О матери я вспоминал теперь еще реже, чем в институте, а вспомнив, стыдился. Особенно стыдно мне бывало с похмелья, скажем, после восьмого марта, когда весь наш отдел веселился до четырех часов ночи.
Это каждому человеку, если он в ночь выпил, смутно на душе поутру и хочется как бы очищения. Я тоже после восьмого марта, то есть девятого утром, собирал все деньги, что находились у меня, бежал в сто сорок восьмое почтовое отделение и отсылал деньги телеграфом в деревню Даргома Читинской области моей матери Раисе Ниловне Прохоровой. Я заполнял бланк перевода и знал, что все равно, даже телеграфом деньги придут с опозданием, не успеют к женскому празднику.
Да что матери эти мои деньги?.. А если без денег, просто слова на бланке: «Поздравляю, целую...»? И слова-то с опозданием придут. Нет, уж лучше сто рублей. Что бы ни было, а все же сто — это деньги. Они не нужны матери, не нужны... Но все же деньги.
Так вышло и в этот раз. Деньги в Даргому я послал девятого марта, похмелье растаяло только к десятому. А там и конец марту настал.
Весной я чаще вспоминал о нашей деревне и о матери, потому что время идти на охоту, а там сейчас гусь полетел. Было жаль упускать денечки. В апреле слышно, как дни уходят прочь, будто скорые поезда. А тебе оставаться. Только стекляшки окон — мимо, мимо, и проблеск от них, как солнечные зайчики!

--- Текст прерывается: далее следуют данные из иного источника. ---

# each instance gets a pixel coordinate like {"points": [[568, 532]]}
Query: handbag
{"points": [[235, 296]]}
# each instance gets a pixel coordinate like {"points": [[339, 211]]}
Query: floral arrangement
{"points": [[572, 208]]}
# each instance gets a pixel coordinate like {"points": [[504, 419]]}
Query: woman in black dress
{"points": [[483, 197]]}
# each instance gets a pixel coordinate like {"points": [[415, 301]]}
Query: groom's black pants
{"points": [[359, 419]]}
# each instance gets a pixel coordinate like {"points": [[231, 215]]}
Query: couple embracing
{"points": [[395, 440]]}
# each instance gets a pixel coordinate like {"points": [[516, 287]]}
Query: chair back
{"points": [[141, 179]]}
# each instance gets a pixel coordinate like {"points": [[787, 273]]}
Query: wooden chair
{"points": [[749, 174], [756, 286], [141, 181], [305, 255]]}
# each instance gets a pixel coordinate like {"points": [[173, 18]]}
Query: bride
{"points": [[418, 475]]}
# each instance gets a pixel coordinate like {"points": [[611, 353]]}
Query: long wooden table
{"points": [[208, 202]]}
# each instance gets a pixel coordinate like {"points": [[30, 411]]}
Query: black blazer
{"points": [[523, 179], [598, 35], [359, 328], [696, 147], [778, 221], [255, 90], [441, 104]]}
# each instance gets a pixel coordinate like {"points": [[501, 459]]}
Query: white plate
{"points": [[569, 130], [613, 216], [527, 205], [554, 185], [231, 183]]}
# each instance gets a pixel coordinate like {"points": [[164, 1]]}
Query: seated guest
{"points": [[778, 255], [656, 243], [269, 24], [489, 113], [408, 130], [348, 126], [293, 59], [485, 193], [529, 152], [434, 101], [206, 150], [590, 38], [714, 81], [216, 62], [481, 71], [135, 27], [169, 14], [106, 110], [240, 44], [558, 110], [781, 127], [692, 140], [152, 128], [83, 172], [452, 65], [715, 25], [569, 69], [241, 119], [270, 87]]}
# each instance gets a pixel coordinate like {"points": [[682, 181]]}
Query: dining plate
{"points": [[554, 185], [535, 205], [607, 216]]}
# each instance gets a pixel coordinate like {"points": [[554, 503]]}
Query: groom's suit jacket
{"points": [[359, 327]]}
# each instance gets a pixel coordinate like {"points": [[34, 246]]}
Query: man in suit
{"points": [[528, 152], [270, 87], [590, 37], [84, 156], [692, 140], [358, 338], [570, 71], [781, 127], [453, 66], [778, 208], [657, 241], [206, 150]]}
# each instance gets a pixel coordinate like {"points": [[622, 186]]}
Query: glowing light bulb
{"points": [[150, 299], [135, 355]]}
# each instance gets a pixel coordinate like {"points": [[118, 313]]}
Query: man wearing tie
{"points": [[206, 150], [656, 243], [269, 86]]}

Два дня отгула у меня было припасено еще с января — для весенней охоты. Доложился начальству: так и так. Отпустили.
Сел на ранний автобус, шоссейка прохвачена утренником. Снег у заборов слюдяной чешуйкой покрыт. Весна. Я приближал лицо к самому окошку, глотал сочившийся с улицы воздух, он холодил мне горло, и от этого была радость.
Шофер ловил приемником нужную ему музыку, чтобы она поспевала вместе с автобусом: сто километров в час. Чтобы она, как апрельское утро, бодрила.

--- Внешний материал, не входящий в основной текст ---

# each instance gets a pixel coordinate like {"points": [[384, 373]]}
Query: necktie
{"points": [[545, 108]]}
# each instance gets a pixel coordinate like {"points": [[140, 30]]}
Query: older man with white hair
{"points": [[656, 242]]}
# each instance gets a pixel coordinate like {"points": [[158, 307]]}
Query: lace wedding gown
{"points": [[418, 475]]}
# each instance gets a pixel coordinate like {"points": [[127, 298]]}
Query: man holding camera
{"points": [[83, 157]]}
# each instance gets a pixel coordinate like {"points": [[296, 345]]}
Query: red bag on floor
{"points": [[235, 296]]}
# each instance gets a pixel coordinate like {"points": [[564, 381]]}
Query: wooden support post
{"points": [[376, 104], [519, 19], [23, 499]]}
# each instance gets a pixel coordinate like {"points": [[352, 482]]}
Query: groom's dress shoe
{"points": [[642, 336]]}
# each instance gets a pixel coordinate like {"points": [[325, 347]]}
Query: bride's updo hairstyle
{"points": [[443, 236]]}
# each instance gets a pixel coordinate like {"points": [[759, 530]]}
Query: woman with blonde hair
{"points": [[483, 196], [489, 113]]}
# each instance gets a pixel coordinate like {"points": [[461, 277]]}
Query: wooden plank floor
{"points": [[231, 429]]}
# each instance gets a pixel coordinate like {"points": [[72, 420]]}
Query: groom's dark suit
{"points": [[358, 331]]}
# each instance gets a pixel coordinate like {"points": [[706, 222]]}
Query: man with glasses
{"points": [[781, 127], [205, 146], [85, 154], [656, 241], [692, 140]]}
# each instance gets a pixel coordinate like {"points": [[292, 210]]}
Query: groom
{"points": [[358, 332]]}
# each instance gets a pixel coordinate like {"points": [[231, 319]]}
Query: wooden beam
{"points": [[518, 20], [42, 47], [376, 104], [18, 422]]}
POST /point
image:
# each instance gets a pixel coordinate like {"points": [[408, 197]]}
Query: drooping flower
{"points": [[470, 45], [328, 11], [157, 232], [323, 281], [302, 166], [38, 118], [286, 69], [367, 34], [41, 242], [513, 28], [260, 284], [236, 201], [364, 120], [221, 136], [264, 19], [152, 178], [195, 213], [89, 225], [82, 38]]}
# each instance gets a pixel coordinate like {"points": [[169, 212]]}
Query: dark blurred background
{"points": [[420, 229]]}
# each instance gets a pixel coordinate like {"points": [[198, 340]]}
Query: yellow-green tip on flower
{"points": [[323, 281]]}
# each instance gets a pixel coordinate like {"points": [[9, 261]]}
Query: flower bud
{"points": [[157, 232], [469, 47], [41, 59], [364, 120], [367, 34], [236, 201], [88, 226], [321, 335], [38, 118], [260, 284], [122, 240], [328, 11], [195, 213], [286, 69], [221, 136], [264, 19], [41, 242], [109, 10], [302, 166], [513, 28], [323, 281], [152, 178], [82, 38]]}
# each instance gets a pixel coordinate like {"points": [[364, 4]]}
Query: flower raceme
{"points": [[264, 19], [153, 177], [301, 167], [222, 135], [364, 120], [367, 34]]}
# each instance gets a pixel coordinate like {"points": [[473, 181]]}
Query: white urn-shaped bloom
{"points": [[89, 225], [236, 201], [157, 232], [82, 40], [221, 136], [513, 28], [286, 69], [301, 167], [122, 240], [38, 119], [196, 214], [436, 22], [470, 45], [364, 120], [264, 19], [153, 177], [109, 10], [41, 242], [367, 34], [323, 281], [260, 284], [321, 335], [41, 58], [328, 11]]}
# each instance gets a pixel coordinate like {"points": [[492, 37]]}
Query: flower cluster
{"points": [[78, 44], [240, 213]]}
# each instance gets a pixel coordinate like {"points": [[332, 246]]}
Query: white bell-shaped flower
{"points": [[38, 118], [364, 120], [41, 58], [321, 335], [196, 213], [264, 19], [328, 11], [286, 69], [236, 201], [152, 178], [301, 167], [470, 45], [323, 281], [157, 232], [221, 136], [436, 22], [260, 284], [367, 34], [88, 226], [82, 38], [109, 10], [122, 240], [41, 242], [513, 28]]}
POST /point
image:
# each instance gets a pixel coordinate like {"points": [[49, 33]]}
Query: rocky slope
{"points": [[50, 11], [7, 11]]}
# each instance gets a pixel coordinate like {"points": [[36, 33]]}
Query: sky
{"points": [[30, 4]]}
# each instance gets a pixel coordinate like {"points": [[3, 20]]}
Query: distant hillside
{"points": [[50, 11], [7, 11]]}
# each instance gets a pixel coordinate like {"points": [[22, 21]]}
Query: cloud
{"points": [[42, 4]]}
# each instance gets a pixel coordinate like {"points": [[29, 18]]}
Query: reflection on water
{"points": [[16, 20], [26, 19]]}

И вдруг в самом начале ясного дня завьюжило, завило. А мне еще после автобуса нужно на грузотакси... К вечеру нельзя стало проехать ни одним проселком. Все рейсовые машины остались стоять на автобусной станции. Дожидаться ведреной погоды нельзя: времени в обрез. Попутных тоже нет. Двинул пешком. Сорок два километра до Круглой Горки, до моих токовищ, до вальдшнепиной тяги.
Пускаться в пеший путь мне было неохота. Но стоило только пойти — и мокрая вьюга уже на пользу, лицо умывает и прохлаждает.

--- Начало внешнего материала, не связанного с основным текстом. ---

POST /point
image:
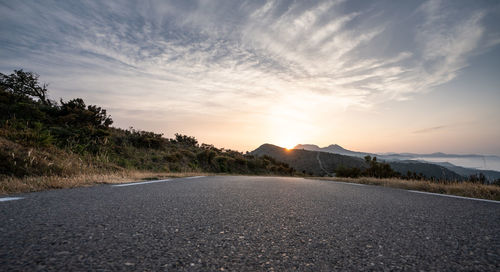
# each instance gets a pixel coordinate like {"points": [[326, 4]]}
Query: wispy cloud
{"points": [[190, 57], [431, 129]]}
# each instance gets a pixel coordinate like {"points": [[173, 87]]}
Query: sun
{"points": [[288, 145]]}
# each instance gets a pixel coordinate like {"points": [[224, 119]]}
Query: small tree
{"points": [[25, 84]]}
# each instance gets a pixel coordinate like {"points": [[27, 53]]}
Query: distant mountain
{"points": [[320, 163], [429, 170], [334, 148], [311, 162], [466, 172], [469, 163]]}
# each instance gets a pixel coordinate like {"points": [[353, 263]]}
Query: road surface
{"points": [[246, 223]]}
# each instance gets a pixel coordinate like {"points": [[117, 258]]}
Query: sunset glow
{"points": [[400, 76]]}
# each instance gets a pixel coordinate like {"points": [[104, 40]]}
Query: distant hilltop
{"points": [[462, 163]]}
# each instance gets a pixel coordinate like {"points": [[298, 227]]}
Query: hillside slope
{"points": [[309, 161]]}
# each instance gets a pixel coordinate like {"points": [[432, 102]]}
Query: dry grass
{"points": [[465, 189], [12, 185]]}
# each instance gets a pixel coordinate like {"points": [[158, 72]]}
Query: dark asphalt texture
{"points": [[247, 224]]}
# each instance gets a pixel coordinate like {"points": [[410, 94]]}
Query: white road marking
{"points": [[194, 177], [140, 183], [461, 197], [349, 183], [2, 199]]}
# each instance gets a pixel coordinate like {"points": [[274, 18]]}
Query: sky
{"points": [[372, 76]]}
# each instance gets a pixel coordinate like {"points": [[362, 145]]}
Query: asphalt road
{"points": [[247, 223]]}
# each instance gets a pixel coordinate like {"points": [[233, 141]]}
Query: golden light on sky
{"points": [[402, 76]]}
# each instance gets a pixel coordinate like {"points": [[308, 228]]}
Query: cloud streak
{"points": [[218, 58]]}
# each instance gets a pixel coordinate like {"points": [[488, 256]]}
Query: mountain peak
{"points": [[310, 147]]}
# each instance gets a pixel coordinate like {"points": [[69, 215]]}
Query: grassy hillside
{"points": [[42, 137]]}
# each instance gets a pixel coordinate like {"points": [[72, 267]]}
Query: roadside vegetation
{"points": [[51, 144], [466, 189]]}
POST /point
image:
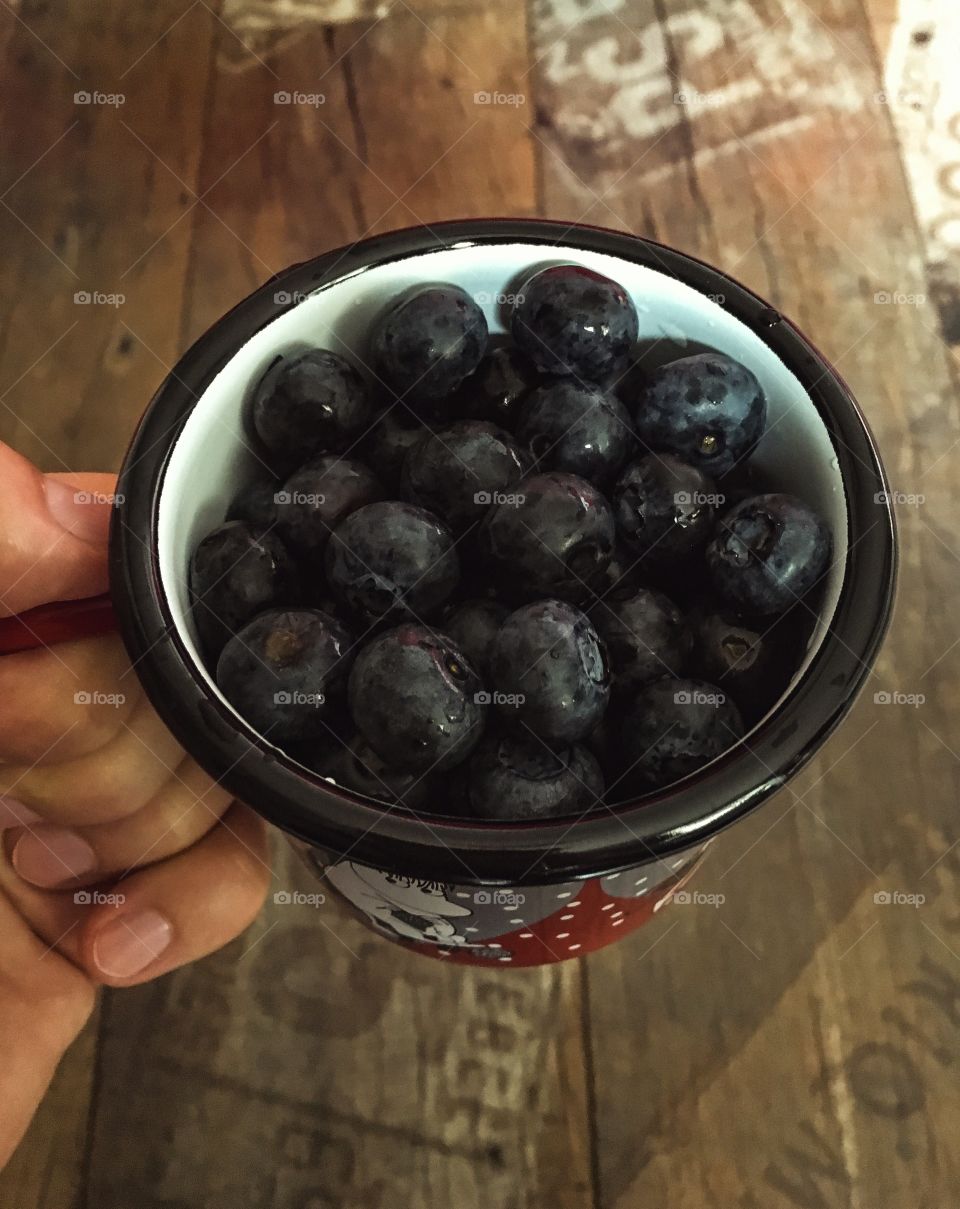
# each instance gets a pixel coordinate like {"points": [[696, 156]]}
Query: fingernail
{"points": [[16, 814], [82, 513], [48, 856], [131, 942]]}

Речки, ручьи говорят. С машины их не слыхать. Берега забелели, и вода стала кромешно-черной, только дно местами оранжево на просвет.
Елки стоят, будто постные монашенки, плечики-ветки опущены. И вдруг: швырк! Ветка — живая, скинула снег, зыбается на свободе.
У сосен умыты бока.
Снегири распушили грудки в снегу. Снег мягонький, молодой.
Снег прилегает к мокрой земле и гибнет. Воздух парной. Все сумеречно и живо, все тужится, будто вздыхает.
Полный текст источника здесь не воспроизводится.